Identify the cause of your child’s shyness: Children can be shy in lots of different ways, for different reasons and in different social settings. By identifying the nature of your child’s shyness you may be able to develop a strategy that will help him overcome it. Is your child shy in groups, at parties or is he just shy if he has to give a presentation in class?
Be a role model for your child by displaying confident behaviour: Be friendly, be the first person to put themselves forward in social situations. Make a list of things you would like you child to be confident doing (e.g. making a telephone call, talking with other children, asking a shop assistant for help) and let your child see you doing them. Never embarrass your child in public or criticise your child for failing.
Teach your child social skills early: When it comes to social skills, it’s never too early to start teaching your child. Shyness increases as children get older so it’s best to try and pre-empt the problem.
Arrange play dates for children when they are young.
Help children understand what it takes to make and keep a good friend (you can even buy books on the subject, which can be helpful).
Practice social skills at home, teach them how to always say hello and how to answer a question with a sentence and not just a word.
Don’t answer questions on behalf of your child, always encourage them to speak for themselves.
Emphasise creative problem-solving: Shy people tend to worry about taking risks, worrying about what will happen if they should fail. Help your child to think creatively and realise that there is more than one solution to most problems. Reward your child for trying instead of rewarding them simply for succeeding.
Help your child to identify talents and hobbies that make him or her feel special:
Identify activities that make the best of your child’s strengths. Is your child good at sports, building things, maths, art, music or does she love to read? Find an activity that makes the most of her unique talents. Find activities that will provide an opportunity for growth and that provide exposure to peers her own age.
Help your child to manage her emotions: Teaching your child to learn to cope with small upsets rather than just providing comfort is better in the long run. Research has shown that by teaching your child to cope, it is more likely that they will outgrow their shyness
Teach your child how to tolerate and respect others: Shy people are often quite judgemental of not only themselves but of others as well.
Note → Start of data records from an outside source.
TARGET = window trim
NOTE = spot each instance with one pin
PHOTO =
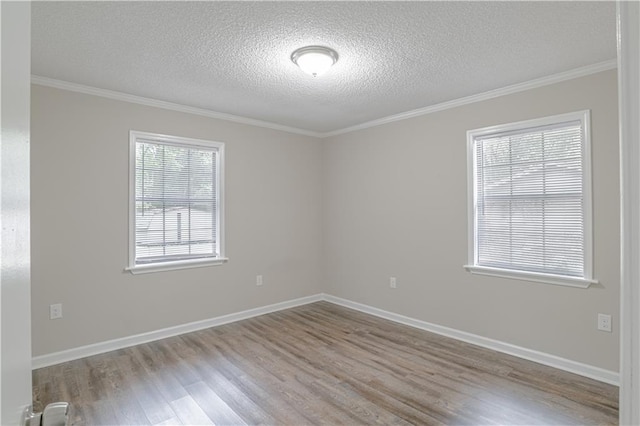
(134, 137)
(587, 279)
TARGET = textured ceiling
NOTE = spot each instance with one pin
(233, 57)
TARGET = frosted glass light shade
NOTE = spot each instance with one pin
(314, 60)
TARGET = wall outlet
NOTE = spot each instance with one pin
(55, 311)
(604, 322)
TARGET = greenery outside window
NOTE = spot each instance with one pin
(529, 202)
(176, 211)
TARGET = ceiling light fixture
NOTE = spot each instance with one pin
(314, 60)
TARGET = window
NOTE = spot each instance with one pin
(175, 206)
(530, 200)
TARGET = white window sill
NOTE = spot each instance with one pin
(531, 276)
(172, 266)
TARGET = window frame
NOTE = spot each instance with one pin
(587, 209)
(136, 136)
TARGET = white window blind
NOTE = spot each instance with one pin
(530, 195)
(176, 200)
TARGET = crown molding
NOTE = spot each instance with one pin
(515, 88)
(120, 96)
(533, 84)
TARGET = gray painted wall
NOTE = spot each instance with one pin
(395, 204)
(80, 164)
(339, 215)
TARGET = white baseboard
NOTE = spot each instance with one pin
(596, 373)
(600, 374)
(112, 345)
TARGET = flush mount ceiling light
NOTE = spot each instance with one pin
(314, 60)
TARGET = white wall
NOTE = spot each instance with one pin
(15, 377)
(80, 148)
(338, 215)
(395, 204)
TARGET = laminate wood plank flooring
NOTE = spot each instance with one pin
(319, 364)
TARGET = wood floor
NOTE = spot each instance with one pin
(319, 364)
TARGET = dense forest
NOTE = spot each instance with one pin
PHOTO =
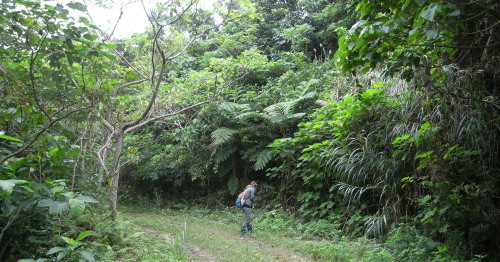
(378, 117)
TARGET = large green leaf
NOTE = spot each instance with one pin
(86, 199)
(55, 250)
(8, 185)
(87, 256)
(10, 138)
(430, 12)
(84, 234)
(57, 207)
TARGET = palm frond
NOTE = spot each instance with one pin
(376, 225)
(222, 135)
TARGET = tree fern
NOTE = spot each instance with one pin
(223, 153)
(262, 159)
(222, 135)
(235, 107)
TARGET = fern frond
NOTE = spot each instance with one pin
(262, 159)
(235, 107)
(254, 115)
(223, 153)
(278, 109)
(222, 135)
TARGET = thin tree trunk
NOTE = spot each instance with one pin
(113, 188)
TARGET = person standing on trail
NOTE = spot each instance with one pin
(247, 205)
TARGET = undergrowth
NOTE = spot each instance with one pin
(321, 239)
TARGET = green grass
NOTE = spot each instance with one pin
(215, 234)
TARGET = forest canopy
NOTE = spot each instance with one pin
(379, 117)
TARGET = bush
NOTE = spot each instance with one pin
(320, 228)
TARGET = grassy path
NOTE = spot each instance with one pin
(207, 239)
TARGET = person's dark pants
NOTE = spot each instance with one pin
(246, 222)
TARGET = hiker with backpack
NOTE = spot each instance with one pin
(247, 197)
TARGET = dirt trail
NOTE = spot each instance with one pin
(195, 253)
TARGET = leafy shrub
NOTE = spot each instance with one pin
(360, 250)
(408, 245)
(320, 228)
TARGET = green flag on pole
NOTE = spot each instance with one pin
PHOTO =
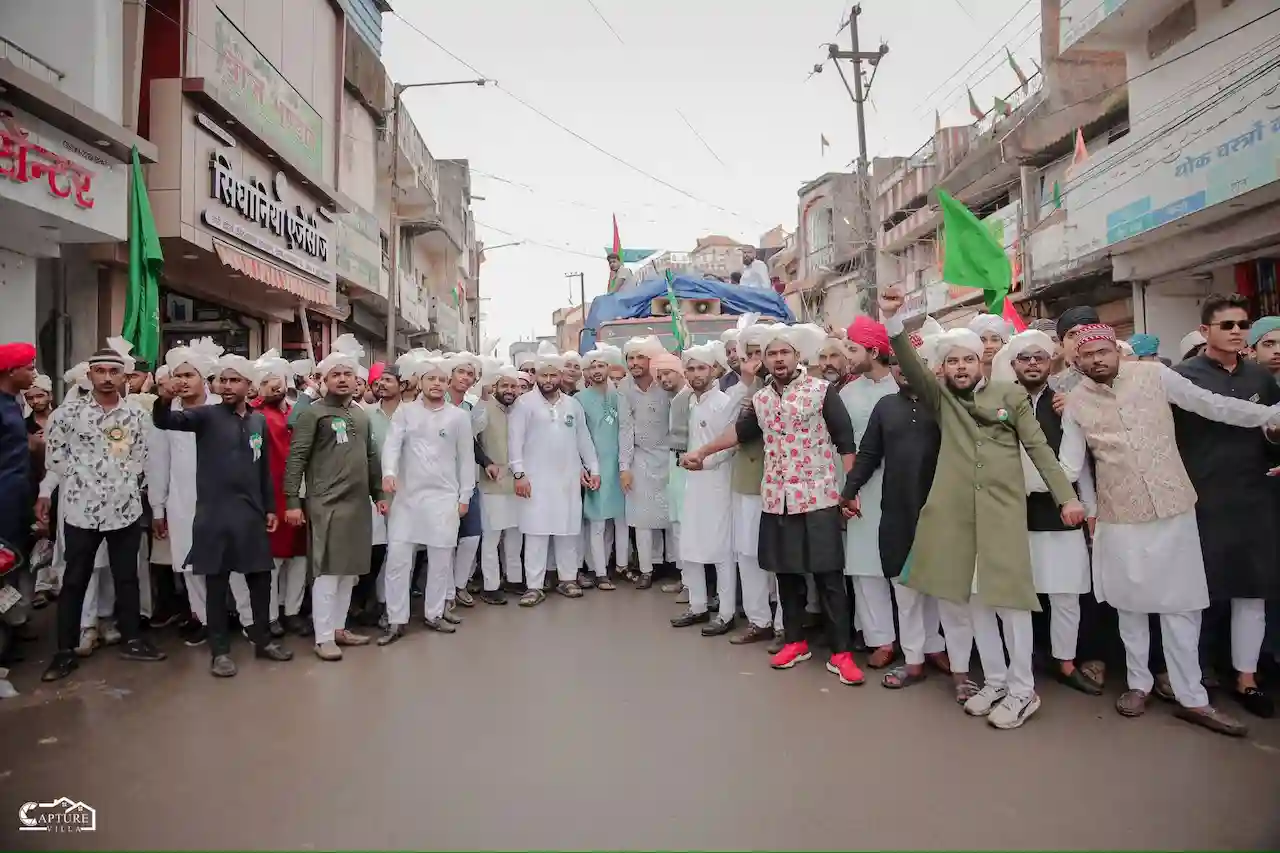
(972, 255)
(677, 320)
(142, 300)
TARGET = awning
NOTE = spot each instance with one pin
(318, 296)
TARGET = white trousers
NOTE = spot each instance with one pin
(400, 576)
(489, 566)
(289, 584)
(538, 551)
(694, 576)
(1064, 625)
(755, 591)
(917, 624)
(330, 600)
(464, 564)
(873, 606)
(1016, 674)
(1179, 634)
(598, 546)
(1248, 630)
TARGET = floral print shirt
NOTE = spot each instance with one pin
(100, 455)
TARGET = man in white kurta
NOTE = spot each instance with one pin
(644, 452)
(429, 463)
(873, 598)
(1146, 551)
(552, 459)
(707, 505)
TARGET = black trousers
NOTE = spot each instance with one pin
(80, 547)
(833, 600)
(219, 610)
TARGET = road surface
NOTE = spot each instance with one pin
(592, 724)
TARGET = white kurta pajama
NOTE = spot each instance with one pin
(707, 507)
(873, 601)
(1147, 553)
(432, 456)
(551, 445)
As a parent you need to make sure that your child doesn’t overhear you judging others about their appearance, lifestyle or personality. Teach your child about what is right with people and let them hear you compliment people often.
Understand when labelling your child as shy is a good thing and when it’s a bad thing:
The key to positively labelling your child as shy is to:
Make sure to pair the term shyness with something positive
Avoid using shyness as an excuse for your child’s behaviour as this takes them off the hook and gives them a reason not to try.
Believe in your child’s self worth, seek out opportunities to develop her strengths and reward your child’s efforts to grow.
If your child's shyness is incapacitating, despite all efforts to help her, you may need to consult with a counsellor or psychologist to help her find ways of overcoming it.